Da Vinci.. Tam adıyla Leonardo di ser Piero da Vinci, Rönesans İtalya’sına yön vermiş bir altın adam. Onu altın yapan ise tıpkı altın gibi ender bulunması çünkü kendisinin yaklaşık 10 bilim ve sanat dalında tecrübesi ve çalışmaları var, bunlara örnek vermek gerekirsek eğer; anatomist,yazar,ressam,filozof,heykeltıraş,jeolog,müzisyen… En ve en önemlisi ise mükemmel bir mimar. Leonardo da Vinci’nin bizlere kazandırdıkları saymakla bitmez, onu da Vinci yapan ise mükemmel olan hayal gücüdür. Şu anda hayatımızda olan çoğu şeyi da Vinci yıllar önce düşünmüştü, da Vinci yıllar önce insanların tıpkı balıklar gibi denizin altında vakit geçirebileceğini düşünmüştü, bir denizaltı projesi çizdi.
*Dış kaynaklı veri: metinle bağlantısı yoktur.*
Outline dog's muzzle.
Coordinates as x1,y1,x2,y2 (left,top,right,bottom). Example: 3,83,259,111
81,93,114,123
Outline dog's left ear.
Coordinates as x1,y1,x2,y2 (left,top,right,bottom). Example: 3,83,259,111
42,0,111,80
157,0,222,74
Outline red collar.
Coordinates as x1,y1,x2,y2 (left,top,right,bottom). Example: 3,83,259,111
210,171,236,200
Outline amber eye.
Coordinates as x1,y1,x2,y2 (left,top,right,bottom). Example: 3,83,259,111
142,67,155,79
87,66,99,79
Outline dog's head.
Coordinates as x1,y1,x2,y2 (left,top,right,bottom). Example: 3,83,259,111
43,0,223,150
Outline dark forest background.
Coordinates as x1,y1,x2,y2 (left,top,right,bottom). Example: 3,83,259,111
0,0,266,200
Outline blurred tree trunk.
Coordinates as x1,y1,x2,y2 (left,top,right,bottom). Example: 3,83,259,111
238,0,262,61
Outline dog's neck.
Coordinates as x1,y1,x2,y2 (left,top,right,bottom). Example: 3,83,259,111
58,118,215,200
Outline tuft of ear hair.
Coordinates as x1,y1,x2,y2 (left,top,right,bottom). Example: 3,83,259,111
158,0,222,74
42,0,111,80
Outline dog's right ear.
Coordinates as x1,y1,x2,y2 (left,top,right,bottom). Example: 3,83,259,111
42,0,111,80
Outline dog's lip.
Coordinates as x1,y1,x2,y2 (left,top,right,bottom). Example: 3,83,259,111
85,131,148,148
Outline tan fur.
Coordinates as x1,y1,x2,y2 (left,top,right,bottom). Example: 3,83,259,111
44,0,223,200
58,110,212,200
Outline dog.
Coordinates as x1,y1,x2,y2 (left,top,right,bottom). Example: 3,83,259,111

Öyle ki insanların da kuşlar gibi uçacağını ön görmüştü da Vinci, hayal gücü ve mühendisliği bir araya gelince mükemmel işler çıkardı.

 

Avrupa’da Rönesans’ın etkileri tüm hızıyla devam ediyordu, adeta Avrupa sanat açısından altın çağını yaşıyordu. 15.yy’a denk gelen bu hadiseler sırasında Avrupa bilim ve sanat ile farklı bir çağa adım atmıştı Osmanlı’da ise Fatih Sultan Mehmet hayatını kaybetmiş ve yerine oğlu İkinci Bayezid geçmişti. Bayezid tahta geçtiği zaman dış politikayla neredeyse hiç ilgilenememişti öyle ki kardeşi Cem tahtta hak iddia etmişti ve gerek Rodos’un gerekse Papalığın eline geçmişti hal böyle olunca Bayezid’in deyim yerindeyse eli kolu bağlanmıştı ve aktif bir siyaset izleyememişti.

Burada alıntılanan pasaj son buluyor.